Der kambodschanische König hatte währenddessen fünf Töchter groß gezogen. Die Jüngste, Neang Pou, war die schönste unter ihnen. Eines Tages packten die Mädels ihre Badeanzüge ein und machten sich auf zu einem Ausflug in die Umgebung. Sie landeten just an dem See, in dessen Nähe Preah Ko und Preah Keo sich eine Hütte gebaut hatten. Durch die Zweige eines Busches beobachtete Preah Keo das Treiben der fünf Schönheiten und verliebte sich unsterblich in Neang Pou. Dann blickte er an sich herab und stellte fest, dass er offensichtlich für ein Rendez-vous nicht standesgemäß gekleidet war. "Was soll ich bloß machen?" Aber auch hier wusste Preah Ko Rat und spuckte für seinen Bruder ein wunderbares Gewand aus purer Seide aus, das ihm das Aussehen eines Prinzen verlieh. So konnte er sich den jungen Damen zeigen, die sofort Gefallen an ihm fanden. Sie neckten ihn und überredeten ihn zu einem Spiel. Sollte er gewinnen, so könne er sich von ihnen wünschen, was er begehre, so versprachen sie ihm. Und natürlich gewann er, und natürlich suchte er sich Neang Pou als seinen Preis aus. Die anderen Schwestern, die er damit zurückgewiesen hatte, rannten verärgert zu ihrem Vater und erzählten ihm, dass Neang Pou sich ganz unprinzessinnengemäß im Wald mit einem Fremden vergnügen würde. Daraufhin verstieß der König seine jüngste Tochter. Die fand das nicht weiter tragisch, denn inzwischen bereitete Preah Keo ihre Hochzeit vor. Preah Ko tat sein Bestes und würgte einen wunderbaren Palast hervor, in dem die drei einträchtig miteinander lebten.
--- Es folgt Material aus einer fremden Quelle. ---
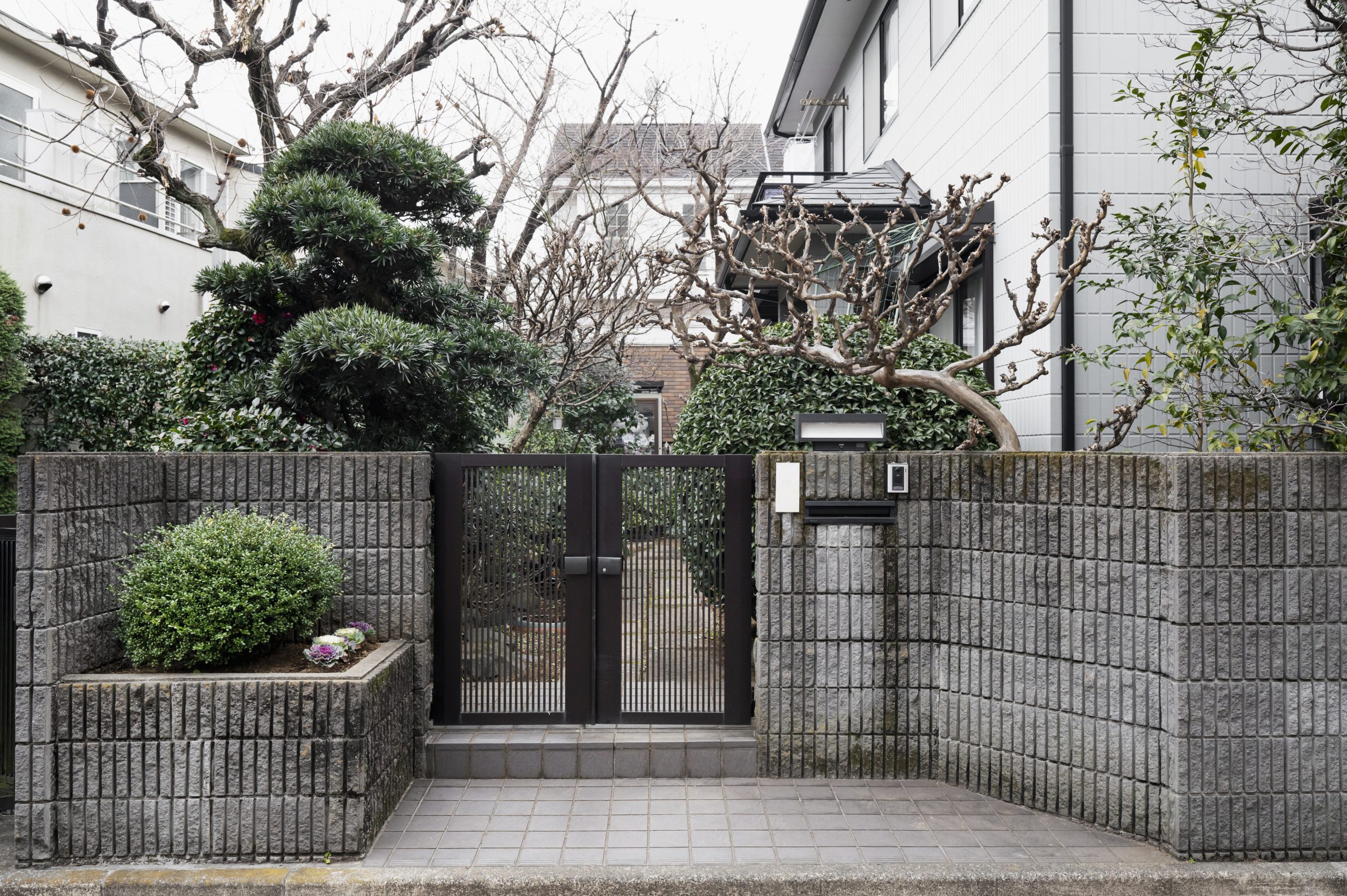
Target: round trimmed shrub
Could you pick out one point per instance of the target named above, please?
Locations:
(223, 587)
(745, 406)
Inzwischen hatte der kambodschanische König eine schwierige Staatskrise zu bewältigen. Der thailändische König, sein Rivale, hatte ihn zu einem Hahnenkampf herausgefordert: Sein Lieblingshahn sollte gegen einen kambodschanischen Hahn kämpfen. Dem Sieger sollte das Königreich des anderen gehören. Der kambodschanische König bekam Kopfschmerzen, denn er wusste um die Stärke der thailändischen Hähne. Aber da entsann er sich, dass seine jüngste Tochter nicht nur die schönste, sondern auch die klügste seiner Mädchen war. Er ließ sie suchen und bat um ihre Hilfe. Ihr Ehemann wusste Rat: Preah Ko, das Rind, verwandelte sich in einen Hahn und besiegte den thailändischen Gegner. In einem nächsten Kampf verwandelte er sich in einem Elefanten und besiegte den thailändischen Kriegselefanten. Als der thailändische König um einen dritten, letzten Kampf zwischen Stieren bat, erkannte Preah Ko, dass er diesen Kampf nicht gewinnen konnte - er musste fliehen.
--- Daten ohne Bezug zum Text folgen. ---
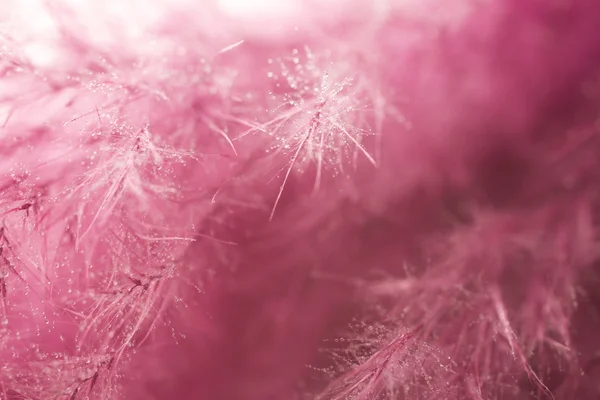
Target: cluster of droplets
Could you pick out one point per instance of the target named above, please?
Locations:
(320, 110)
"Halt dich an meinem Schwanz fest und achte darauf darauf, dass sich deine Frau fest an dich klammert!" rief er Preah Keo zu und schwang sich empor. Während Preah Keo seinen Bruder fest im Griff hatte, konnte sich Neang Pou nicht lange halten. Sie stürzte zu Boden und brach sich das Genick. Die beiden Brüder flohen tief in den Urwald, wo Preah Keo sich seinem Schmerz hingab. Preah Ko versuchte, ihm das Leben so angenehm wie möglich zu machen. Er verwandelte den Urwald in ein Blütenmeer, die Bäume trugen die saftigsten Früchte, das Leben war harmonisch und schön. Dem thailändischen König wurde dies alsbald zugetragen: Im kambodschanischen Wald gebe ein kleines Paradies. Und der wollte das sofort besitzen.
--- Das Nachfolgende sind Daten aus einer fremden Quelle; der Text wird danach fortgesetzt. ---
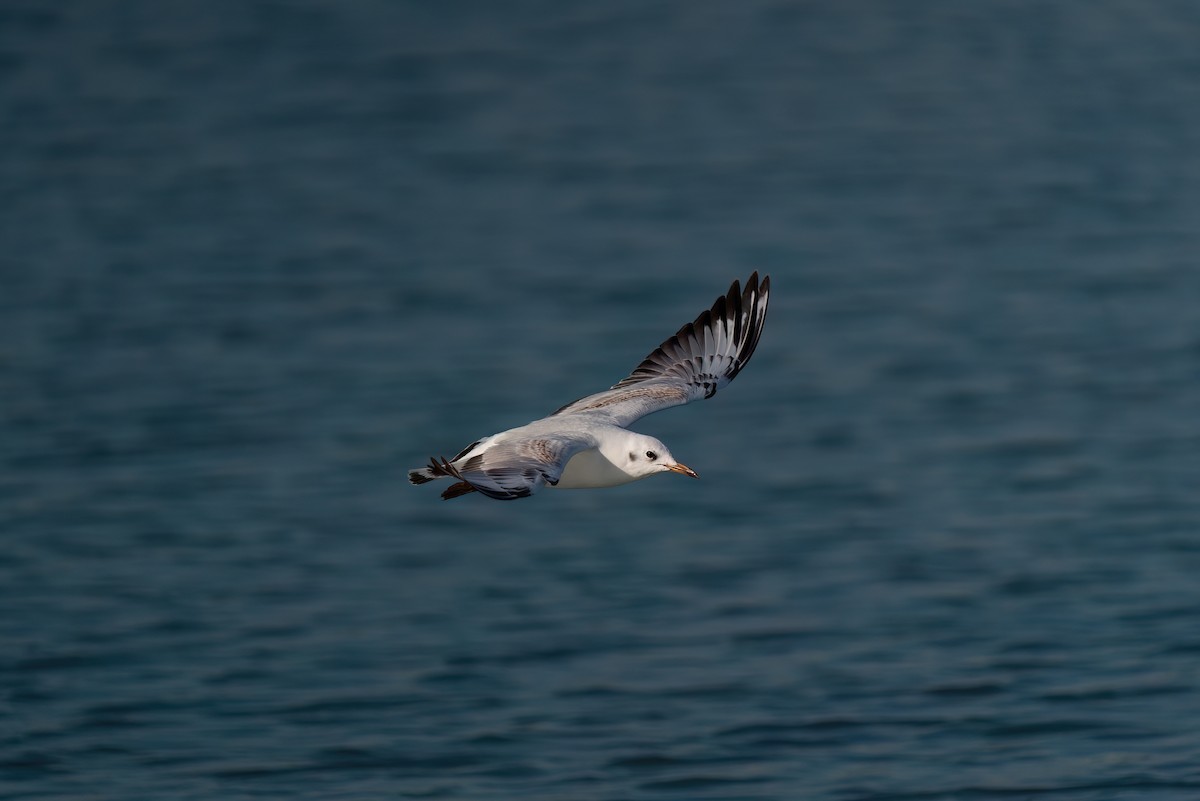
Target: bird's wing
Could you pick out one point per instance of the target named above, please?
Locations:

Der thailändische Hofwahrsager konnte nicht nur sehr präzise vorhersagen, wo der schöne Urwald zu finden sein würde - er erkannte auch Preah Ko darin mit seinen Zauberkräften. Um so mehr wollte der thailändische König Urwald und Wunderrind besitzen. Da der Urwald aber sehr dicht gewachsen war, wandte der König eine List an: Er ließ seine Soldaten mit ihren Gewehren Silbermünzen in das Dickicht schießen. Die Bauern der Umgebung sahen die Münzen schimmern und holzten in kürzester Zeit alles ab, so dass sich Preah Ko und Preah Keo nicht mehr verstecken konnten. Es war ein Leichtes für die Soldaten, Preah Ko mit einem magischen Strick einzufangen. Der thailändische König baute für Preah Ko und Preah Keo einen wunderbaren Palast in Thailand, in dem er sie einsperrte und mit sieben dicken Mauern umgab. Es war unmöglich für die beiden Brüder, aus diesem goldenen Gefängnis zu entfliehen. Sie kehrten nie wieder nach Kambodscha zurück.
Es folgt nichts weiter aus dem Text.